Recydywistka z czterema zakazami wjechała w rów po pijaku

W Pruszczu Gdańskim doszło do niecodziennego zatrzymania przez lokalną policję. Funkcjonariusze drogówki zatrzymali 36-letnią kobietę, która prowadziła samochód w stanie nietrzeźwości. Co więcej, kobieta ta posiadała aż cztery aktywne zakazy prowadzenia pojazdów, które zostały nałożone przez sąd. Jej nieodpowiedzialne zachowanie doprowadziło do tego, że wjechała autem do przydrożnego rowu.

Recydywa i konsekwencje prawne

Okoliczności tego zdarzenia są jeszcze bardziej niepokojące, gdyż kobieta była w trakcie przerwy w odbywaniu kary więzienia za podobne przestępstwo – prowadzenie w stanie nietrzeźwości. Teraz, jako recydywistka, musi zmierzyć się z poważnymi konsekwencjami prawnymi. Przepisy przewidują, że za takie czyny, w warunkach ponownego popełnienia przestępstwa, można trafić do więzienia nawet na 4,5 roku.

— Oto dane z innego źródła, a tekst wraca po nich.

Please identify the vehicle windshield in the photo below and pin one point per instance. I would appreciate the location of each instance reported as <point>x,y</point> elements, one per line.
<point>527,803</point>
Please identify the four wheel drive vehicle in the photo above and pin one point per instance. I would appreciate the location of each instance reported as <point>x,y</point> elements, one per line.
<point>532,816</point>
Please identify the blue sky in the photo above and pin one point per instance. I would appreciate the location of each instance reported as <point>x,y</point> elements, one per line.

Bezpieczeństwo na drogach zagrożone

Sprawa ta po raz kolejny zwraca uwagę na problem bezpieczeństwa na polskich drogach. Prowadzenie pojazdu pod wpływem alkoholu to jedno z najpoważniejszych naruszeń, które mogą mieć tragiczne skutki. Mimo surowych kar, wciąż zdarzają się osoby, które lekceważą prawo oraz bezpieczeństwo innych uczestników ruchu drogowego.

Apel policji do kierowców

Policja nieustannie apeluje do kierowców o rozsądek i przestrzeganie przepisów drogowych. Nie tylko dla własnego bezpieczeństwa, ale także dla bezpieczeństwa innych uczestników ruchu drogowego. Każdy, kto zauważy osobę próbującą prowadzić pojazd w stanie nietrzeźwości, powinien niezwłocznie zawiadomić odpowiednie służby. Społeczna odpowiedzialność jest kluczowa w walce z takimi przestępstwami.